Des dispositifs de contrôle effectifs mais peu utilisés, une transparence à renforcer
Lorsque la conduite d’un agent est perçue comme inappropriée lors d’un contrôle, le public peut recourir aux plateformes de signalement administrées par les inspections générales de la police et de la gendarmerie nationales, ou saisir le Défenseur des droits. Ces voies de recours restent toutefois peu utilisées et seules quelques centaines de dossiers sont traitées chaque année. La Cour a pu vérifier que ce traitement est effectif. Toutefois, le suivi de ces dossiers relève des services concernés, sans analyse globale ni retour vers l’inspection générale. Par conséquent, celle-ci n’est dotée d’aucun moyen de surveiller le respect de la déontologie ou le caractère discriminatoire des contrôles. Le contrôle par le procureur de la République des demandes de réquisition émises par les forces de sécurité intérieure doit aussi permettre de vérifier la légitimité des opérations envisagées mais reste, en pratique, très limité. Le déploiement de la procédure pénale numérique et l’exploitation des données issues des comptes rendus d’opération pourraient renforcer la transparence de ce cadre d’exercice des contrôles. Enfin, bien que des évolutions aient vu le jour pour améliorer la transparence dans la réalisation des contrôles, telles que le port du numéro d’identification « RIO » ou le déploiement des caméras-piéton, celles-ci restent encore insuffisantes.

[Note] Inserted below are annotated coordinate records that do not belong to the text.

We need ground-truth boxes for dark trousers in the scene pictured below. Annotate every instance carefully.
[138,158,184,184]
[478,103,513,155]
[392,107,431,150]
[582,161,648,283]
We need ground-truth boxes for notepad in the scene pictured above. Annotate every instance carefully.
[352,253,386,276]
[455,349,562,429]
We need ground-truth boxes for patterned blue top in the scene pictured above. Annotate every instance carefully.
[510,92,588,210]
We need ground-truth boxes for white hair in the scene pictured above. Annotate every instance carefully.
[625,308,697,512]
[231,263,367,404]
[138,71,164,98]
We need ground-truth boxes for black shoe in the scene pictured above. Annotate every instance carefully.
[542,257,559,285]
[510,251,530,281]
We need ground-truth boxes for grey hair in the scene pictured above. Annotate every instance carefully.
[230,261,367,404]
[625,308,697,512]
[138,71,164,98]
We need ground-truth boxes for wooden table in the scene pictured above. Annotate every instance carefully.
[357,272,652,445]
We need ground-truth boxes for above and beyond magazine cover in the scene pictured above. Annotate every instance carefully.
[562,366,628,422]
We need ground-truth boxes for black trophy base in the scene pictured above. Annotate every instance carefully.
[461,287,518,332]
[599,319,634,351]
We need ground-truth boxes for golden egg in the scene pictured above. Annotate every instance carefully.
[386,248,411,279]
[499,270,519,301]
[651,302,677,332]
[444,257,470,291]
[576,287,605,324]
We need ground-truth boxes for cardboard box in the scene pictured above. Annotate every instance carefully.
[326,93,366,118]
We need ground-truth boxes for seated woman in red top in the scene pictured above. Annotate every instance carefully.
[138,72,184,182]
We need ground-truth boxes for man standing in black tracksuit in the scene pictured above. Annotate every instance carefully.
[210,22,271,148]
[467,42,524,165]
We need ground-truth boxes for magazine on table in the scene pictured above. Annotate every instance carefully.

Ainsi, le RIO est souvent peu visible. La Cour appelle à conduire une nouvelle expérimentation des caméras-piéton, après l’échec de celle menée en 2017 compte tenu des difficultés techniques rencontrées à cette époque.
Renforcer la formation
L’enseignement du contrôle d’identité au moment de la formation initiale insiste surtout sur le cadre juridique et la sécurisation des agents, mais n’accorde qu’une place réduite à l’évaluation de la nécessité de contrôler ou non une personne et au déroulé du contrôle. L’essentiel de la formation des jeunes agents s’effectue donc auprès de leurs pairs à leur arrivée au sein de leur unité. Le sujet des contrôles d’identité est également abordé par certains modules de formation continue, mais ces modules sont peu suivis. La très faible participation à ces formations ne permet pas de réduire le risque de dérives locales ou individuelles des pratiques. Pour la gendarmerie, seules les formations obligatoires accompagnant certains passages de grade offrent réellement l’occasion de rappeler, au cours de la carrière, le cadre d’exercice des contrôles d’identité. Au total, un effort de formations - initiale et continue - portant sur des aspects concrets des contrôles d’identité apparaît nécessaire.